Reflecting on the Battle of Helena

Kimberly J. Williams
(NOTE: Today’s blog is a portion of a story written in July 2009 about the city of Helena-West Helena’s unveiling of the Civil War Helena Interpretive Plan, which includes interpreting 29 Civil War sites throughout Phillips County. The objective of the plan is “to give a voice to those who were affected by the Civil War in Helena and Phillips County – Union and Confederate, black and white, soldier and civilian, and men and women.” To read the entire story, please click here.)
On July 4, 1863, daylight fell upon Helena, Arkansas, a river town that had been occupied by Union forces over the past year. Located along the banks of the Mississippi River, Helena held a strategic location along the mighty river between Memphis and Vicksburg (in the midst of a forty-plus-day siege led by General Ulysses S. Grant). Memphis, under Federal control since June of 1862, served as an important supply depot and staging area for many of the Union campaigns.

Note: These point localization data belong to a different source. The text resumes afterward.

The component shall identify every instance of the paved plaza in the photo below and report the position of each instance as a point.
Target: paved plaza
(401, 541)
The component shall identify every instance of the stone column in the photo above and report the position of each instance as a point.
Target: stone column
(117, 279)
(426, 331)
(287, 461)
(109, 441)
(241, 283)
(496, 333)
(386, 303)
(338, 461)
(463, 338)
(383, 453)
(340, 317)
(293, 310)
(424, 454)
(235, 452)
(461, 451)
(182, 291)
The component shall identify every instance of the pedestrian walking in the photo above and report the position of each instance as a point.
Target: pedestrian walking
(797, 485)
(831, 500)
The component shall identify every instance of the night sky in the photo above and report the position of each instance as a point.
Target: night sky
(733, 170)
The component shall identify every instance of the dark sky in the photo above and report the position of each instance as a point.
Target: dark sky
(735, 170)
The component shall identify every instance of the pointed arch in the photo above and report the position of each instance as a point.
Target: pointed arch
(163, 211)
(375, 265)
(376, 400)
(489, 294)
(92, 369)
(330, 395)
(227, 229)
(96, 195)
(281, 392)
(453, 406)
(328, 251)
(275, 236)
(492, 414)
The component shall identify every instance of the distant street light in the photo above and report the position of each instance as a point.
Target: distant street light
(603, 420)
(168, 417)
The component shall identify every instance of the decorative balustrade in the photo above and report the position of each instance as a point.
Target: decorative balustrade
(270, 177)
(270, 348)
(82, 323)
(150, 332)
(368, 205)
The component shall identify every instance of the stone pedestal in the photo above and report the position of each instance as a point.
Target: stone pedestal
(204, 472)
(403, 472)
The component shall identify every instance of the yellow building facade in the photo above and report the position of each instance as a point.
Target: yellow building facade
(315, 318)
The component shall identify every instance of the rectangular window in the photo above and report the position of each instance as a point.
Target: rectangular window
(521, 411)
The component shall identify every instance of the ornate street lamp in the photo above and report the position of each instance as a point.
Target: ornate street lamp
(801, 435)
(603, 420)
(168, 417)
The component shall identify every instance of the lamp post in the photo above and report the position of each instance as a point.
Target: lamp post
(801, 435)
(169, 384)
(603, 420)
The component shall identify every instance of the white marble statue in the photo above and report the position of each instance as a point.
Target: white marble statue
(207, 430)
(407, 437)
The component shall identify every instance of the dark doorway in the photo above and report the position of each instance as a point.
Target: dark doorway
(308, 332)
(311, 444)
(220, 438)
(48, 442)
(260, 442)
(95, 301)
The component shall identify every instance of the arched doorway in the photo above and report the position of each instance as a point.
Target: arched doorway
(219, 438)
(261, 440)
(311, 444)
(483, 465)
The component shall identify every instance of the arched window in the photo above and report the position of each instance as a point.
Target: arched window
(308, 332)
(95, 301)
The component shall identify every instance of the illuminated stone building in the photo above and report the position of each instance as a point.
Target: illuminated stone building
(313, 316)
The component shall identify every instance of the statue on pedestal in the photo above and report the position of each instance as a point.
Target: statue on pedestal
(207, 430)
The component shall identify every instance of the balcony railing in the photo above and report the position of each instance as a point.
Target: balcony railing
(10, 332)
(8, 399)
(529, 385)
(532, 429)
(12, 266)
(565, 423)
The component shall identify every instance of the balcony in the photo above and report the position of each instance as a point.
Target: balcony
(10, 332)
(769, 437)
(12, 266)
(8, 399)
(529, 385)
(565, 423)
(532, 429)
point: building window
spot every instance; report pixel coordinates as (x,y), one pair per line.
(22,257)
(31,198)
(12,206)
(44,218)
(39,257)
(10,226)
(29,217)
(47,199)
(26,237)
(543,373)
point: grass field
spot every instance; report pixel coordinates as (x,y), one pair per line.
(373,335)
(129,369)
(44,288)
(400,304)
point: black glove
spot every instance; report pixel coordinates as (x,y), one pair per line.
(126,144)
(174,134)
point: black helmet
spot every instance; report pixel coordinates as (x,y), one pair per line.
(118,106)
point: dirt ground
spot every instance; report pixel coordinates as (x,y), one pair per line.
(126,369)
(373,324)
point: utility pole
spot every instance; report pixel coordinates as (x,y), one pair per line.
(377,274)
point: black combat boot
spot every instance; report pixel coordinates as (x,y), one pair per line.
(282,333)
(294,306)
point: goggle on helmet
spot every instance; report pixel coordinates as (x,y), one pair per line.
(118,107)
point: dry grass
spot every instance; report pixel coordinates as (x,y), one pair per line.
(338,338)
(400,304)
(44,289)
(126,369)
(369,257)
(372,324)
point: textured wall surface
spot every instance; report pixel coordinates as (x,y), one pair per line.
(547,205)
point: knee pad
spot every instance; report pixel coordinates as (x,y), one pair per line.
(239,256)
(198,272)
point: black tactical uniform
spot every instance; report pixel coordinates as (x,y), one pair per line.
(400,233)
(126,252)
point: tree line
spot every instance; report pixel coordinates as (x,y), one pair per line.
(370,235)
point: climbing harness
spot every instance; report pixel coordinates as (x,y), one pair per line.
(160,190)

The battle would become an exercise of confusion. Lieutenant General Theophilus Holmes, commander of the Confederate District of Arkansas, gave the order to attack Union forces at “daybreak.” The phrase obviously had different meanings to different Confederate leaders. To Confederate Major General Sterling Price, the phrase meant dawn; to Brigadier General James Fagan, it referred to first light. This minor misunderstanding had a major impact on the outcome of the battle – with Fagan’s troops attacking a full hour before Price’s.

The battle was bloody. A total of 239 Union soldiers were killed, wounded or missing. The number for Confederate was nearly sevenfold – 1,696 killed, wounded, or missing. The Battle of Helena secured the Union stronghold on the Mighty Mississippi. The bloody battle also proved to be the last major Confederate offensive in Arkansas.